Helen Kimberly Stuart, Dr. Emma Jaeck and other leading women who have shaped our area’s history. Visitors will also learn about the daily lives of that first generation of women voters, viewing the interior of a typical early 20th Century home and exploring the era’s clothing fashions. They can cast a ballot for their candidate of choice from the 1920 presidential election from inside an original Douglas voting booth used during the time period. Ironically, the Douglas booth was invented by a woman, Elizabeth Robb Douglas from Crete, Nebraska, over 10 years before the ratification of the 19th Amendment.

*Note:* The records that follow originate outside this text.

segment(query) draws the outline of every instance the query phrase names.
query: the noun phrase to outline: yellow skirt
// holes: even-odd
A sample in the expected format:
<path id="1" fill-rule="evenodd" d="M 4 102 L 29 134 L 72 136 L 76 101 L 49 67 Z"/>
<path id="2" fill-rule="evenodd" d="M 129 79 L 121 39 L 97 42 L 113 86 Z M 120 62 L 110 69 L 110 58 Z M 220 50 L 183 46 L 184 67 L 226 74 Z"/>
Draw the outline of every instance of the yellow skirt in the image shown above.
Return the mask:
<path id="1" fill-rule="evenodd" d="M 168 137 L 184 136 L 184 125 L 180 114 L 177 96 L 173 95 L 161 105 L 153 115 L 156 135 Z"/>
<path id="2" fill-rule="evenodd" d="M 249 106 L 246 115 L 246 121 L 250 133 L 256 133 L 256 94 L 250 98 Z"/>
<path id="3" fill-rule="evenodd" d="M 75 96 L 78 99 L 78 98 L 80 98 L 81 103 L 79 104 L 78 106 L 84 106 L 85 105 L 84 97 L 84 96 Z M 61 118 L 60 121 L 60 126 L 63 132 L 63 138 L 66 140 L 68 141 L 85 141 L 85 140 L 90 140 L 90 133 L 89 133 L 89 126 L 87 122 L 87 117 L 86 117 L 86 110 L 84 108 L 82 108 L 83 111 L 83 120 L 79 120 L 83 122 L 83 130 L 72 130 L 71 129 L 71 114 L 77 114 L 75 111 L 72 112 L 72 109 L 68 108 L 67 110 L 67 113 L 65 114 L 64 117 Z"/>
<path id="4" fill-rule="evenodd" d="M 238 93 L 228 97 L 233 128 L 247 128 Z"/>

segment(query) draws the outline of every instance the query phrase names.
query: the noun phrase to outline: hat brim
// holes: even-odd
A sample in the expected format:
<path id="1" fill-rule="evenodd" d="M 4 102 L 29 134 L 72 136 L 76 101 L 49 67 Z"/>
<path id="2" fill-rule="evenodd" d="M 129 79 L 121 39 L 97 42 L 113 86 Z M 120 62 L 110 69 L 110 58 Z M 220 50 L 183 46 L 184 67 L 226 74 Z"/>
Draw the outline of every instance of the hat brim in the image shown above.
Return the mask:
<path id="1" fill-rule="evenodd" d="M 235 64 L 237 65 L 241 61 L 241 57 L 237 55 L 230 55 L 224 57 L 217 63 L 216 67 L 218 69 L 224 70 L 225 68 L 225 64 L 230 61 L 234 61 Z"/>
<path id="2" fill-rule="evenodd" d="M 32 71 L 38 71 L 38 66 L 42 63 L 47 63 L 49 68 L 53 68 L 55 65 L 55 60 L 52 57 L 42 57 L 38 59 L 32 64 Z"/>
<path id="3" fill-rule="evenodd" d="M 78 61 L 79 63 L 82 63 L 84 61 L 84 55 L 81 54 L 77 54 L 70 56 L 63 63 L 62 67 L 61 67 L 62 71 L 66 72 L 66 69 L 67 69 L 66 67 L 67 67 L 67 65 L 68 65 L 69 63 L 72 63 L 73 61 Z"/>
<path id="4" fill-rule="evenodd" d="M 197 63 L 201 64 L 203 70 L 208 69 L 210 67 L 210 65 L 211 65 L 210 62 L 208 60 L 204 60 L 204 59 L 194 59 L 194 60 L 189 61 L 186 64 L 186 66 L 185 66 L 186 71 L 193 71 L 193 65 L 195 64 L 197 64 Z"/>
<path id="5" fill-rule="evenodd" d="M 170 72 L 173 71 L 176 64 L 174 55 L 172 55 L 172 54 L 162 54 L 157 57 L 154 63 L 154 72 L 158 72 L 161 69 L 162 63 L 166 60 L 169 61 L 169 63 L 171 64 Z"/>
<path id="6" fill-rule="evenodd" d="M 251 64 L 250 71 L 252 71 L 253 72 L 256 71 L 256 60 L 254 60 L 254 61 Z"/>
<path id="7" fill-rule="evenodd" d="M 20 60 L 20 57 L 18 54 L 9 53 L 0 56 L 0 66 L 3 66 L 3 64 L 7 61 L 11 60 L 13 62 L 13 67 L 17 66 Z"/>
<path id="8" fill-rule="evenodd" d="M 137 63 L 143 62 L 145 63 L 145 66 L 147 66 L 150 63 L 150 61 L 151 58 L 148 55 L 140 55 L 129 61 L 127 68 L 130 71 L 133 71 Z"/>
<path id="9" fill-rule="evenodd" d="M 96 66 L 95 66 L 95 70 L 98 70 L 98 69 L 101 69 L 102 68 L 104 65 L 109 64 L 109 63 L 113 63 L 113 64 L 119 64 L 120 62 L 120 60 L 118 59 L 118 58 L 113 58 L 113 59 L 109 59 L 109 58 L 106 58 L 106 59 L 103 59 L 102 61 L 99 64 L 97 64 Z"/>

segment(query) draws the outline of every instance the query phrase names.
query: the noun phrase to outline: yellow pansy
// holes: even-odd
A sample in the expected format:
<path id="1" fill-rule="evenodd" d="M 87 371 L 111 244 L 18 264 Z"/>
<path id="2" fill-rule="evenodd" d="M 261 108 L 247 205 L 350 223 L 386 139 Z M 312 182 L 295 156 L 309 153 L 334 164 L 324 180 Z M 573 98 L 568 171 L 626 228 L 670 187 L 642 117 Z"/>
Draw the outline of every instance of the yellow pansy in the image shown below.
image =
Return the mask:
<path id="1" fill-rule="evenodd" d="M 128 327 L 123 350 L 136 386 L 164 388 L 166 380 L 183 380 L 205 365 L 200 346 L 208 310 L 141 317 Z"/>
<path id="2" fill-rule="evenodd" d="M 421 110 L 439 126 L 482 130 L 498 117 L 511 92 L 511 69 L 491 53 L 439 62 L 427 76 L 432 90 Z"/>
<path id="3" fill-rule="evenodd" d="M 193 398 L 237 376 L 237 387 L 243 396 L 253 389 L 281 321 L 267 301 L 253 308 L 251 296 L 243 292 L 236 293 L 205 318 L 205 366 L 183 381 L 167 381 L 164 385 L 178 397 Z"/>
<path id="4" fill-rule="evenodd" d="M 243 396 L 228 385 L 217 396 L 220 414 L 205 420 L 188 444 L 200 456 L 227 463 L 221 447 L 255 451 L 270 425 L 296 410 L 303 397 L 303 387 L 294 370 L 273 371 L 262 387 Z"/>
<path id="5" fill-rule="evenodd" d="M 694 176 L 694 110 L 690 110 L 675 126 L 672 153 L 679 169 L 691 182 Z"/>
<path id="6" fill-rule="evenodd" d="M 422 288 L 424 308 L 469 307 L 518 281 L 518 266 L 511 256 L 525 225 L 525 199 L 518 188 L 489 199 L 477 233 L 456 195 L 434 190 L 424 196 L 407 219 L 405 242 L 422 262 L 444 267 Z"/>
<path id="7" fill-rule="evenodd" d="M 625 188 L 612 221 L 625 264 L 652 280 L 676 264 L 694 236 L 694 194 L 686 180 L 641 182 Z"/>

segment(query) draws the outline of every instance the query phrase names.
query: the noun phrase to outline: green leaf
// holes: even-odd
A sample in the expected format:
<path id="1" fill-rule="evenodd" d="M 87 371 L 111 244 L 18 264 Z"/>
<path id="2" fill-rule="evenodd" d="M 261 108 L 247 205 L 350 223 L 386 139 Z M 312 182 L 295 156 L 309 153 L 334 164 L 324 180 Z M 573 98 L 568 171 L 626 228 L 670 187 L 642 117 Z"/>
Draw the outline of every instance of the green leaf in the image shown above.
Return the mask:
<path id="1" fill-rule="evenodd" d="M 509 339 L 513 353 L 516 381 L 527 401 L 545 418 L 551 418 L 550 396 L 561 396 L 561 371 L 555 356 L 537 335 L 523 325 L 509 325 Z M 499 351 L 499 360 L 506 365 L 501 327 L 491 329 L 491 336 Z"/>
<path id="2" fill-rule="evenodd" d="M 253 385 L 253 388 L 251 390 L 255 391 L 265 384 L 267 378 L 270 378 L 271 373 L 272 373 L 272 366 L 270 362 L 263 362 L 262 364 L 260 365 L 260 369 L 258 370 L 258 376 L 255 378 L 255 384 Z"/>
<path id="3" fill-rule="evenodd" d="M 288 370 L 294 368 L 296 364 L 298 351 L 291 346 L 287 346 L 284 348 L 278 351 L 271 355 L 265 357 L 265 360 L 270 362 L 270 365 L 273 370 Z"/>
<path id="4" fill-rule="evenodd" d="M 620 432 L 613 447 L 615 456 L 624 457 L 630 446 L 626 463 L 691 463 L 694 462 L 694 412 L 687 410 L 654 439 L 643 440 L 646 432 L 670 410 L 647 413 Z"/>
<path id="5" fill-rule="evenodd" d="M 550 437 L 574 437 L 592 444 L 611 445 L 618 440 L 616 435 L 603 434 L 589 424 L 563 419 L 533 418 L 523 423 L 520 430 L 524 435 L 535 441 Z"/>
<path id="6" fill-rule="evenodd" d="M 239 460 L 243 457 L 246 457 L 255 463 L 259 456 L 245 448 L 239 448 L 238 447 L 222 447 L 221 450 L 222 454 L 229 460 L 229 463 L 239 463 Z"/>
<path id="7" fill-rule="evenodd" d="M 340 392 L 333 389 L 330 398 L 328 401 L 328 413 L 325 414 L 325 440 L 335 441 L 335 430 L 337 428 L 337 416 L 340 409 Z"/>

Patrons can also join the debate over women’s suffrage as it played out in the political cartoons of the era or engage with dozens of other artifacts and activities related to the topic of women’s rights and suffrage.

The exhibit is part of a year-long commemoration of the 19th Amendment. The Historical Society will also host several public presentations and forums related to voting rights and assist the City of Neenah in the distribution of voter education materials. The exhibit will be located at the Neenah Historical Society’s Hiram Smith Octagon House in Neenah.  

“Voting for a Change” will open to the public on Sunday, May 19 at 12 p.m. It will be open Sundays 12 to 4 p.m., Monday through Friday 10 a.m. to 2 p.m., and by appointment through May and June. It will remain open by appointment through November of 2020. Financial support for “Voting for a Change” was graciously provided by two grants from the Community Foundation for the Fox Valley Region (the Bright Idea Fund and the William and Helen Burger Memorial Fund), and the Wisconsin Humanities Council.